Artikel zur Religion würden «überproportional gut» gelesen, erklärte Evelyne Finger. Aus der Sicht der «Zeit»-Mitarbeiterin müssen die Medien «pointiert» zur religiösen Fragen Stellung nehmen. Auch der NZZ-Mann Ribi «reizt die rote Linie ab». Er verzichte jedoch darauf, vernichtende Kritiken zu veröffentlichen. Die Gefahr sei aber gross, dass Journalisten «mit den Wölfen heulen», wenn im Tagesjournalismus ein neues Thema an die Oberfläche finde und die Zeitung den Anschluss an den neuen Hype nicht verlieren wolle. Der Tagesjournalismus sei heute einer «ungeheuren Beschleunigung» ausgesetzt, wenn er im Meer der Konkurrenzmedien nicht untergehen wolle.

«Wenn Kirche nicht mehr Kirche in der Welt sein kann, dann wird es für sie schwierig.»

Als reformiert beheimatete Journalisten sind beide geladenen Medienleute abhängig von guten Informationsstellen, wenn sie etwa über die katholische Kirche schreiben wollen. Auch auf katholischer Seite gebe es kompetente Gesprächspartner, die Journalisten bei der vertiefenden Aufarbeitung von Themen helfen. Es gebe aber auch kirchlich hoch platzierte Personen, die an Zusammenarbeit mangeln lassen – obwohl der Kirche durchaus ein «Wächteramt» in der Gesellschaft  zugestanden werden könne.

Essenzielle Rolle der Kirchen

Mit diesem Wort war der zweite Schwerpunkt in der Podiumsdiskussion gesetzt, zu der die Zürcher Paulus Akademie gemeinsam mit dem Zentrum für Kirchenleitung (ZKE) an der Universität Zürich geladen hatte. Die Kirche dürfe zu gesellschaftlichen Entwicklungen nicht schweigen, sagte Ribi. Sie müsse ihre eigene Stimme erheben und nicht nach dem Mund von Parteien reden.

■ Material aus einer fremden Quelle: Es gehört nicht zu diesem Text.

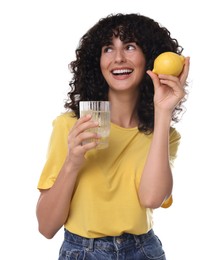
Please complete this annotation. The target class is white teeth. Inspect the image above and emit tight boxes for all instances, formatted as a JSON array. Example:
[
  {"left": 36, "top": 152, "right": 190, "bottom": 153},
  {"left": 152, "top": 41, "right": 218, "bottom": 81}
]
[{"left": 113, "top": 69, "right": 132, "bottom": 74}]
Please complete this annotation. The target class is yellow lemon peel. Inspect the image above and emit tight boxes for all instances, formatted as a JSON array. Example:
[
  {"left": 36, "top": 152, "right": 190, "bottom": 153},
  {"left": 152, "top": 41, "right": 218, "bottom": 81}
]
[{"left": 152, "top": 52, "right": 185, "bottom": 77}]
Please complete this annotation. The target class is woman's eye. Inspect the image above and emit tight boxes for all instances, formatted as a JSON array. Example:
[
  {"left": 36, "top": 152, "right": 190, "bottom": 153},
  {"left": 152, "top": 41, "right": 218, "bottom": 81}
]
[
  {"left": 103, "top": 47, "right": 112, "bottom": 53},
  {"left": 126, "top": 44, "right": 135, "bottom": 51}
]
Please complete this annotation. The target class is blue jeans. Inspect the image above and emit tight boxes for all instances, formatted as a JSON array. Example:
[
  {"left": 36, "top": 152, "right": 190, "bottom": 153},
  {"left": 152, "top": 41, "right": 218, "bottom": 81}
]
[{"left": 59, "top": 230, "right": 166, "bottom": 260}]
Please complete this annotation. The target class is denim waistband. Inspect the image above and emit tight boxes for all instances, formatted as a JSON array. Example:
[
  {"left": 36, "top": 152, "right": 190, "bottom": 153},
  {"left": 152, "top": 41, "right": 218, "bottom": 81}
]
[{"left": 65, "top": 229, "right": 154, "bottom": 250}]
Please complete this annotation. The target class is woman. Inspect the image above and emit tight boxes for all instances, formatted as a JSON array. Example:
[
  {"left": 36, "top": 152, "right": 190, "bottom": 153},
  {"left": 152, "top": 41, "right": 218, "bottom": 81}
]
[{"left": 37, "top": 14, "right": 189, "bottom": 260}]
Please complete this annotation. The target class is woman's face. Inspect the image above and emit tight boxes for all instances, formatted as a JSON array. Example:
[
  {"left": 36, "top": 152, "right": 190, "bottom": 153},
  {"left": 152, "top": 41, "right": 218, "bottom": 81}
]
[{"left": 100, "top": 37, "right": 146, "bottom": 94}]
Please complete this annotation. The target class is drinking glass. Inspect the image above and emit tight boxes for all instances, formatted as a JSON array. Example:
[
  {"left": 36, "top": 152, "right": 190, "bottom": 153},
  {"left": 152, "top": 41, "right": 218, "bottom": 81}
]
[{"left": 79, "top": 101, "right": 110, "bottom": 149}]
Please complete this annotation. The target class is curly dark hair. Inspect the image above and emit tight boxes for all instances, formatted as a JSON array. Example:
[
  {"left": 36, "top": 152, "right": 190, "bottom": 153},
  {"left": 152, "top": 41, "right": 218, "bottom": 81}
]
[{"left": 64, "top": 13, "right": 185, "bottom": 134}]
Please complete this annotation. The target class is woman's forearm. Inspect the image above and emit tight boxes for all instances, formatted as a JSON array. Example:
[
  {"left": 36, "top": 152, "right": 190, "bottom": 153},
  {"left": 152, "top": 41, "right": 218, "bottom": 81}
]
[{"left": 139, "top": 114, "right": 173, "bottom": 208}]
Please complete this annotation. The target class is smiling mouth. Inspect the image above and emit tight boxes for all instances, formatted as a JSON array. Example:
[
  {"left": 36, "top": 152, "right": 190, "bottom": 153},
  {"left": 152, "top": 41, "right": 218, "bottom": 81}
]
[{"left": 112, "top": 69, "right": 133, "bottom": 76}]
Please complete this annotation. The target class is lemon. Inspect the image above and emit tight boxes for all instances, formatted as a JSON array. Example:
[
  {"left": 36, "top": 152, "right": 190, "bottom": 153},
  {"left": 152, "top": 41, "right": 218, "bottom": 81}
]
[{"left": 153, "top": 52, "right": 185, "bottom": 76}]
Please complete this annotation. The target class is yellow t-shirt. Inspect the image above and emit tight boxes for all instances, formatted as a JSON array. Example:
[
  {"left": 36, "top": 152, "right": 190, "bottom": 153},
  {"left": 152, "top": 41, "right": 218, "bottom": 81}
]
[{"left": 38, "top": 113, "right": 180, "bottom": 238}]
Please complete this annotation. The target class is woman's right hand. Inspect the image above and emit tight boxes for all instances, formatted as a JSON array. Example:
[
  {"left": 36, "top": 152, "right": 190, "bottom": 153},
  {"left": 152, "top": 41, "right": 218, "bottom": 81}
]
[{"left": 67, "top": 115, "right": 99, "bottom": 171}]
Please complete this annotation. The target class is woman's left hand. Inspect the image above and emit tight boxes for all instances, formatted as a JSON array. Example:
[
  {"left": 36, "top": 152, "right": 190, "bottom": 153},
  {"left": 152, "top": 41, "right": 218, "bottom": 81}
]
[{"left": 147, "top": 57, "right": 189, "bottom": 113}]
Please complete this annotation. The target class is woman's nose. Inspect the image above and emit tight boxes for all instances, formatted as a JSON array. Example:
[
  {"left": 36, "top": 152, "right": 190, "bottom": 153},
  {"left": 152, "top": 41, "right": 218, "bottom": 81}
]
[{"left": 115, "top": 50, "right": 126, "bottom": 63}]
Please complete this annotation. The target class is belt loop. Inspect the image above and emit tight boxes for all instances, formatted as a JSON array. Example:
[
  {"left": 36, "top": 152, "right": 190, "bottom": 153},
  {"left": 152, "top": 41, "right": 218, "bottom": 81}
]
[
  {"left": 87, "top": 238, "right": 94, "bottom": 251},
  {"left": 133, "top": 235, "right": 141, "bottom": 246}
]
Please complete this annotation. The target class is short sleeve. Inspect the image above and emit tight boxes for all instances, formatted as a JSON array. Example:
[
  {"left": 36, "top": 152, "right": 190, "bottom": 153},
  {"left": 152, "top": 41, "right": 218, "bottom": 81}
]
[
  {"left": 37, "top": 114, "right": 75, "bottom": 189},
  {"left": 161, "top": 128, "right": 181, "bottom": 208}
]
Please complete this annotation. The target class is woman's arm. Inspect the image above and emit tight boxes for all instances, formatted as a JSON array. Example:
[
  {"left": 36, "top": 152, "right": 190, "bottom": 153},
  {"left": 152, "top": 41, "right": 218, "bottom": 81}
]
[
  {"left": 36, "top": 115, "right": 98, "bottom": 238},
  {"left": 138, "top": 58, "right": 189, "bottom": 208}
]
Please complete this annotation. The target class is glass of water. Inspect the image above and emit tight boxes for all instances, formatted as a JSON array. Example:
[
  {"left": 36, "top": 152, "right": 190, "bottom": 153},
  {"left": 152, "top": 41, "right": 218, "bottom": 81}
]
[{"left": 79, "top": 101, "right": 110, "bottom": 149}]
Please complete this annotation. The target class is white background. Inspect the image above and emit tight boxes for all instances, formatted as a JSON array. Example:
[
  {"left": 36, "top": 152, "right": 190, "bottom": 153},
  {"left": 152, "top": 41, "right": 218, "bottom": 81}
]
[{"left": 0, "top": 0, "right": 219, "bottom": 260}]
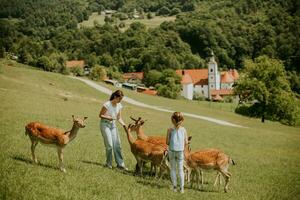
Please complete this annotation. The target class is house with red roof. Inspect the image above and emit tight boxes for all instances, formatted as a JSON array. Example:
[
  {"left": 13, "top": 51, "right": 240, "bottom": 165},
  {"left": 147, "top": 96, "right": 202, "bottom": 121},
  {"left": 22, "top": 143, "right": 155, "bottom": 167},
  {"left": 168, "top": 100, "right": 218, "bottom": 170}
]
[
  {"left": 122, "top": 72, "right": 144, "bottom": 83},
  {"left": 66, "top": 60, "right": 90, "bottom": 75},
  {"left": 176, "top": 53, "right": 239, "bottom": 101}
]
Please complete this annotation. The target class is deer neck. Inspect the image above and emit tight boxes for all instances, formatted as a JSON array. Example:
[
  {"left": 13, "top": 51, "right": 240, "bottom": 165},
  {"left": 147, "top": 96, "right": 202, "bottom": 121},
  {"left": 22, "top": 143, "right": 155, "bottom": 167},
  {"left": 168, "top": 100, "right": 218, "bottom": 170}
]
[
  {"left": 136, "top": 127, "right": 149, "bottom": 140},
  {"left": 126, "top": 129, "right": 135, "bottom": 145},
  {"left": 183, "top": 145, "right": 191, "bottom": 160},
  {"left": 69, "top": 124, "right": 79, "bottom": 141}
]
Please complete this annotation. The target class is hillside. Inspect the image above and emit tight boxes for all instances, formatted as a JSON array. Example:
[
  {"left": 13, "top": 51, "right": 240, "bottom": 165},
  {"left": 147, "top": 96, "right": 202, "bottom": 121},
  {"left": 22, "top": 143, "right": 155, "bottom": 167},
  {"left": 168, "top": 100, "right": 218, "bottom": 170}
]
[{"left": 0, "top": 60, "right": 300, "bottom": 200}]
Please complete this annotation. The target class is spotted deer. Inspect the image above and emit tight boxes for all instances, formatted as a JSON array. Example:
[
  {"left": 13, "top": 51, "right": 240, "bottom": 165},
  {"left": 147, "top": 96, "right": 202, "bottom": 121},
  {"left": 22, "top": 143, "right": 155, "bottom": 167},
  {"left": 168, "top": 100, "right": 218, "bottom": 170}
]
[
  {"left": 124, "top": 124, "right": 168, "bottom": 176},
  {"left": 185, "top": 147, "right": 235, "bottom": 192}
]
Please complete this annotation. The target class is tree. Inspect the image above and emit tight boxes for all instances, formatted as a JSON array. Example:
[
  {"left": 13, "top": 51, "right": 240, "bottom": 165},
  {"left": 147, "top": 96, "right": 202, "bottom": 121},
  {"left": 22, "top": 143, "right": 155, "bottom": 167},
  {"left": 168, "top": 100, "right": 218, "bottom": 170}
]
[
  {"left": 90, "top": 65, "right": 106, "bottom": 81},
  {"left": 234, "top": 56, "right": 299, "bottom": 125}
]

«Wenn Kirche nicht mehr Kirche in der Welt sein kann, dann wird es für sie schwierig», ergänzte die Zeit-Redaktorin. Als Advocatus Diaboli wirkte an der von Béatrice Acklin geführten Debatte Ralph Kunz, Professor für Praktische Theologie an der Universität Zürich. Aufgrund umstrittener Positionen von Glaubensgemeinschaften müsse dem Staat ein «Wächteramt» über die Kirchen zustehen, meinte er.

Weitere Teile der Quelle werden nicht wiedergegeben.